Get your Long Term Financing now with National Commercial Mortgage Funding, Inc. We specialize in Non-Recourse Hard Money Lending and have helped our customers secure loans over the years for assets such as Multi-family, Retail, Medical, Office, Industrial, Warehouses, and More!
What can We Offer?
Long term financing 5 to 10 year fixed rates from 4% to 6%
25 to 30 Year Amortization
Loan Amounts needed over 2mm
What is Non-Recourse Lending?
A non-recourse loan is ideally secured by the asset such as property and the kind of equity in the property. If at all the borrower fails to repay the loaned amount, the only way through which the lender can get back their investment is through the property. There are many financial criticisms that have come from different corners raising issues on the workability and validity of such a loan system. For instance, if the borrower can’t be held liable, to make good the borrowed amount in the event of a default there is really no reason that makes the borrower qualify for this type of loan.
In order to better understand non-recourse financing, I would like to share about the differences between recourse and the non-recourse kind of lending. Recourse loans ideally refer to the exact payment from a secondarily liable party when the first party defaults payment. Non-recourse loans on the other hand are based on an agreement where the lender does not have a right of recourse to the assets of the borrower beyond certain stated limits.
Based on this understanding, recourse does give the lenders much more guarantee that they would be repaid. If the borrower does not live up to the promise, they can also go after any guarantors who were signatories in the agreement. On the other hand, the non-recourse loans do put the borrower off the loan repayment hook. You can be exempted from paying such loans if at all you show evidence of financial inability.

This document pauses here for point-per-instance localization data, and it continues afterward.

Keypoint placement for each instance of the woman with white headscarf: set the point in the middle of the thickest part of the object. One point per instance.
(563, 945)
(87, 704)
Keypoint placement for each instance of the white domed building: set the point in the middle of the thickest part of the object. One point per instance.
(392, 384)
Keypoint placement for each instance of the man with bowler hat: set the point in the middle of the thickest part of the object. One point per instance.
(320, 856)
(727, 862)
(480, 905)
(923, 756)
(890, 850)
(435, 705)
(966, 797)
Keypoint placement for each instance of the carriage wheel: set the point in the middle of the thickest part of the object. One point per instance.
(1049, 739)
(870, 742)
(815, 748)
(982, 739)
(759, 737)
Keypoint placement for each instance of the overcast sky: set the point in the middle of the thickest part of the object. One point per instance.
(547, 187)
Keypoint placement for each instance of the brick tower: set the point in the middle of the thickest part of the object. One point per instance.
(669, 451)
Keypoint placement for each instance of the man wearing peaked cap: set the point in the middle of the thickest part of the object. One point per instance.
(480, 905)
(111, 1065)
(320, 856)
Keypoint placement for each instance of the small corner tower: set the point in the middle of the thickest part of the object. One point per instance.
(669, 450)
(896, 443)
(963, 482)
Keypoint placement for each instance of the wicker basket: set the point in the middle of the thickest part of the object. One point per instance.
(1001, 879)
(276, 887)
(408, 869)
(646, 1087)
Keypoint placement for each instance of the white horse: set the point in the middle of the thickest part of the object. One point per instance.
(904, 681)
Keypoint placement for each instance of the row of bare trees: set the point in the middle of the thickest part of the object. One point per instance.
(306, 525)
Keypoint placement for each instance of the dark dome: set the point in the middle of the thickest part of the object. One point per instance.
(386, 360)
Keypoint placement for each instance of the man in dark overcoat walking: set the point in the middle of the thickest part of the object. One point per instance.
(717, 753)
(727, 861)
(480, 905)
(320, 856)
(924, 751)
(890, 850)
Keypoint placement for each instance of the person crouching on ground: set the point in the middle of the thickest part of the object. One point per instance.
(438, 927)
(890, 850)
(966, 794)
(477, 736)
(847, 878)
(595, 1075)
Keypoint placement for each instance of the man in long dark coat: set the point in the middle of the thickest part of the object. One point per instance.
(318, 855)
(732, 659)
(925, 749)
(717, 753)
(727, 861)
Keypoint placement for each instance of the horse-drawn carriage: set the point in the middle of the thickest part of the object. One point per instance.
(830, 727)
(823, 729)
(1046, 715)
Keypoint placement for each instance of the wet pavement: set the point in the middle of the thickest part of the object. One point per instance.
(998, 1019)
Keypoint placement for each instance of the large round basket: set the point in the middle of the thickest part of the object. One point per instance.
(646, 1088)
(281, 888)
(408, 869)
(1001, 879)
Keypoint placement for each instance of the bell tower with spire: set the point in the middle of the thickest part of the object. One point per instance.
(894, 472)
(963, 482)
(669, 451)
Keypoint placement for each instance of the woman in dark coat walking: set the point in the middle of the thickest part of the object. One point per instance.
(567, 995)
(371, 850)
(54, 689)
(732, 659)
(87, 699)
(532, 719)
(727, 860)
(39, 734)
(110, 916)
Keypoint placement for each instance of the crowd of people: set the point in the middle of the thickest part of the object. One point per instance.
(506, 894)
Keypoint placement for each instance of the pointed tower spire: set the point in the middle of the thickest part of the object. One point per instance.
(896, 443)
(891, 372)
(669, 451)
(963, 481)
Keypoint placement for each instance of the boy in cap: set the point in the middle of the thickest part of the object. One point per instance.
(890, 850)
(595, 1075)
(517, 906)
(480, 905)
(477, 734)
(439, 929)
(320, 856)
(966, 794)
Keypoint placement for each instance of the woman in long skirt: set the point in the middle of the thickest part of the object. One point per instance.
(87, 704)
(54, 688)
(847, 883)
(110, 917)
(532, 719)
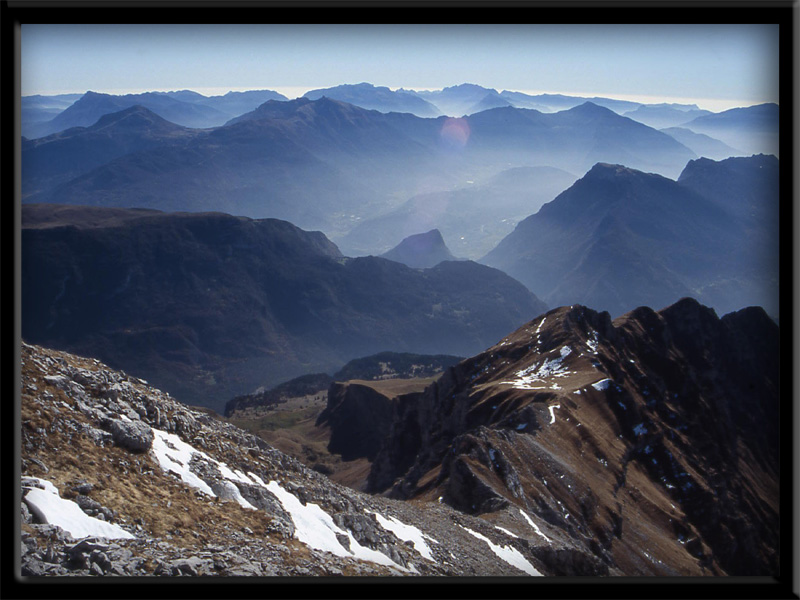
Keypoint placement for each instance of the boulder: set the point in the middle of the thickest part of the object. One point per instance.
(136, 436)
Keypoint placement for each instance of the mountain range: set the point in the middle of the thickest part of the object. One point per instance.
(421, 251)
(620, 238)
(328, 165)
(633, 438)
(472, 219)
(211, 306)
(186, 108)
(575, 445)
(753, 129)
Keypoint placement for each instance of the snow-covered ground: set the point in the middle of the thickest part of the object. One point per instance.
(45, 500)
(507, 553)
(525, 378)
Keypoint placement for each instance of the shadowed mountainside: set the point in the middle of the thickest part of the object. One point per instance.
(210, 306)
(633, 438)
(619, 238)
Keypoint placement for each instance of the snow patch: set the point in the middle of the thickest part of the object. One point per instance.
(67, 515)
(602, 384)
(534, 525)
(506, 553)
(174, 455)
(315, 528)
(525, 378)
(506, 531)
(407, 533)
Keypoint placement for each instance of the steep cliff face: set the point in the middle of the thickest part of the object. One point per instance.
(359, 417)
(650, 441)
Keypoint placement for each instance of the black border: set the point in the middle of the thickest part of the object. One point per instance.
(15, 12)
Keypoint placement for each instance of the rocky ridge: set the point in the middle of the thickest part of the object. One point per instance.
(649, 443)
(119, 479)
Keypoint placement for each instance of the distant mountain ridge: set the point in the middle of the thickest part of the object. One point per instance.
(329, 165)
(421, 251)
(753, 129)
(381, 99)
(634, 437)
(185, 107)
(381, 366)
(620, 238)
(212, 306)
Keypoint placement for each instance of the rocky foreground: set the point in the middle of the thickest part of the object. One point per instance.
(119, 479)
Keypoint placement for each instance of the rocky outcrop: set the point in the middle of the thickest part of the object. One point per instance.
(613, 433)
(120, 479)
(359, 418)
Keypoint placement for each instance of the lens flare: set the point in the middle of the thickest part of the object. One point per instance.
(455, 132)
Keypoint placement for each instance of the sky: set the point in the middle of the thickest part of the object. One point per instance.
(714, 66)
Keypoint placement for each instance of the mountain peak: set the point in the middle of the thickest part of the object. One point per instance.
(422, 250)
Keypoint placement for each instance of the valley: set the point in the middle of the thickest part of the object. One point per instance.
(379, 332)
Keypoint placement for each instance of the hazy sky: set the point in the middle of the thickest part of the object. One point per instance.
(716, 66)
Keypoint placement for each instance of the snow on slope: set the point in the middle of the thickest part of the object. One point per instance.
(43, 498)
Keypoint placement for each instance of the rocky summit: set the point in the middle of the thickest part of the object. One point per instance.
(119, 479)
(646, 445)
(576, 445)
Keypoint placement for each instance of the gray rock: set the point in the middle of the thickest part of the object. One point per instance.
(135, 436)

The recourse platform is used by most traditional finance options. For the case of the alternative financing or non-traditional options, the loan funder has the ability to determine the recourse or non-recourse financing repayment platform. In such cases, the private lender does set their own lending and repayment guidelines that are based on experience and what they regard as being of importance to them.
These two types of loans vary mainly due to the kind of financing that is needed and the source of the funding. These loans also do work with assets that have been pledged when obtaining the loan. Types of assets that can be used for pledging these loans include real estate, or machinery. These constitute great collateral. The maximum loan to value ratio is used in gauging the worth of the asset in relation to the amount being borrowed. All this analysis depends entirely on the kind of assets that have been brought to table.
You will agree with me that non-recourse financing is more commonly used in private lending than in traditional lending platforms such as bank loans. This does not however mean that this applies to all financing transactions. There are many differences which have existed between these two lending aspects over the last couple of years. Most of the lenders across the globe are going the recourse way. This is because they are mostly left with unpaid loans. The loan agreement requirements have also changed greatly. You now have to provide a couple of documents such as legal status and identification when seeking any of these loans.
In the non-recourse loan agreement, there is not the same problem as there is in the recourse platform since collateral would stand for the unpaid amount. If at all you cannot repay the amount, the lender has the power to take control of the asset that was pledged as collateral for the loaned amount. For the case of recourse loans, the lender has the right to use all the available methods so as to get the amount paid and in time. If the direct borrower is not able to service the loan, guarantors would have to pay the price. Collateral does not play any role in such a case. The lender can even sue you because this is a legal agreement. This can lead to judgments and more so liens being levied. Remember that liens can be tied to business and personal assets. In such a case, your credit rating would be affected. This can injure your prospects for future loans. Of course there are many more aspects that entail non-recourse financing. Use the internet to find more information about these loans.